LOS TRES ENTIERROS DE ADOLFO SUÁREZ

Quién podría negar que un entierro es un espectáculo. Esas exequias multitudinarias en los que la caja del difunto es llevada a hombros, como costaleros bajo un paso de Semana Santa, o en un armón a marcha lenta y solemne, mientras la multitud se agolpa a ambos lados de la comitiva fúnebre ávida de ver a esas decenas de personalidades que salen habitualmente en televisión, todos de una tacada, dándose abrazos, palmaditas y pellizcos en las mejillas. Porque se diga lo que se diga, qué bonito es un entierro, con sus caballitos blancos, con sus caballitos negros, con su cajita de pino y su muertecito dentro, con su cochero borracho y todo el acompañamiento... Un espectáculo, sí. Y además, gratis. Solo hay que dar algunos codazos y empujones para coger un buen sitio.
A Adolfo Suárez lo enterraron tres veces, como a Melquíades Estrada. La primera –según cuentan los que saben de esto–, lo fue después de haber recibido las puñaladas de traición correspondientes. Y ahí, en ese hoyo de ostracismo, permaneció años en silencio, apenas roto en contadas ocasiones, dejando que su discreción o su astucia política nos privase de saber definitivamente quién fue el hombre que mató a Liberty Valance.
La segunda fue por la más terrible enfermedad. La del olvido por el alzhéimer que lo sepultó en vida y de por vida, sin remisión. Y la de la indiferencia de quienes antes le habían abrazado, jaleado, aplaudido y dado coba después de que hasta la memoria le abandonase. Condenado a no recordar ni lo más próximo y a no ser recordado, salvo cuando se le desempolvaba circunstancialmente para celebrar en aniversarios redondos la célebre asonada del torero con bigote. Y nunca sabremos si realmente alguien mató a Liberty Valance.
La tercera vez fue hace unos días. A Suárez lo desenterraron para volverlo a enterrar, pero esta vez de forma bonita y muy aparente. Qué circo. Nadie se acordaba ya de él (como él de nadie) hasta que un chispazo mediático hizo correr a todos a codazos y empellones para buscar sitio y ver quién salía antes en la foto.
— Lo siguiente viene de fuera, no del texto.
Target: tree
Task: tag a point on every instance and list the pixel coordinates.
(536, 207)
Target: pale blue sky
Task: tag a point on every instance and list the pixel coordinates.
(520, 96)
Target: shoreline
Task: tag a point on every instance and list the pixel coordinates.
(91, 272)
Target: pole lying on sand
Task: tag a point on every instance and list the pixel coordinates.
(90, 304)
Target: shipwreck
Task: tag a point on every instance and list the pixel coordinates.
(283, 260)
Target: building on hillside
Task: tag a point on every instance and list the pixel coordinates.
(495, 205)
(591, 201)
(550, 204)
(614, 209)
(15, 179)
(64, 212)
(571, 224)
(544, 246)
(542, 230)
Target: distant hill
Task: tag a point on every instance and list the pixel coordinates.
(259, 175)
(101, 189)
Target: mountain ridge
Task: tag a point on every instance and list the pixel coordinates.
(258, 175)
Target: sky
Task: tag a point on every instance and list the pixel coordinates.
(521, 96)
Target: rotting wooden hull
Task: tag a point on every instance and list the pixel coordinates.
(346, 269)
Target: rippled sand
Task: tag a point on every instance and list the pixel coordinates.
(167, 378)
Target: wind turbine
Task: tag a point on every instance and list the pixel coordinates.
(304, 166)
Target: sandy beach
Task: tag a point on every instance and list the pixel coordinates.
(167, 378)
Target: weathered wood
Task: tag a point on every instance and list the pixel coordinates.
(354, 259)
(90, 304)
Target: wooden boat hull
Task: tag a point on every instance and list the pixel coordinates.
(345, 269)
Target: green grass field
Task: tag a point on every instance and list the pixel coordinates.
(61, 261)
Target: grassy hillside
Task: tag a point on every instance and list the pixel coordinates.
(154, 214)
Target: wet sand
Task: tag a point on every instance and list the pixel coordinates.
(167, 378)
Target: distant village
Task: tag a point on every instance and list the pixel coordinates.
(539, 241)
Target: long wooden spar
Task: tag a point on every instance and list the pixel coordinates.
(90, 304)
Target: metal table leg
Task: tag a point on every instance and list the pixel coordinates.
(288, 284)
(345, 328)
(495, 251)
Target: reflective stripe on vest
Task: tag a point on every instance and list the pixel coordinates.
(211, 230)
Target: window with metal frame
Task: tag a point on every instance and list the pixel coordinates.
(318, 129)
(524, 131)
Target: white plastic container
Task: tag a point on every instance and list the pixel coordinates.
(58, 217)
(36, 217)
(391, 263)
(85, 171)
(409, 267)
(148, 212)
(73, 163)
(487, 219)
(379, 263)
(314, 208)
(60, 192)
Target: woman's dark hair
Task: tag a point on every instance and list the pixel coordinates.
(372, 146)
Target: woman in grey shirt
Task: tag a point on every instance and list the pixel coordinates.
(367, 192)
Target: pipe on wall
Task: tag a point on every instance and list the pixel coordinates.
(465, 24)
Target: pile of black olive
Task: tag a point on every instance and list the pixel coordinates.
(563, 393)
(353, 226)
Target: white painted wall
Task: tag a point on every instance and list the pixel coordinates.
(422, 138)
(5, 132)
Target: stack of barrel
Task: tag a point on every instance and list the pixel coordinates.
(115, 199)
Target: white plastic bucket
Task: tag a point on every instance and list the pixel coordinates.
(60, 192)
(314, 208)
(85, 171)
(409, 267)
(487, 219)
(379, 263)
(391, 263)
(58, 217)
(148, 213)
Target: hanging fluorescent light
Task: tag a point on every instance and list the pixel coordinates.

Un coro de plañideras, qué digo un coro, una coral polifónica aullando de dolor fingido salió a escena. Rostros estudiadamente contritos y palabras para la ocasión. Panegíricos hasta el hartazgo. Atracón de frases hechas repetidas hasta la saciedad. Pero tras las celebraciones regresará nuevo al olvido.
Ahí quedará enterrado, esta vez para siempre. Al margen de los ditirambos sobre sus logros y virtudes políticas, Suárez era simplemente un buen hombre. Y honrado. Esto es lo mejor que se puede decir de alguien y lo único que merece la pena llevarse al otro barrio. Lo demás es vanidad. Aunque, ¡vaya! se diga lo que se diga, qué bonito es un entierro, con sus caballitos blancos, con sus caballitos negros, con su cajita de pino y su muertecito dentro.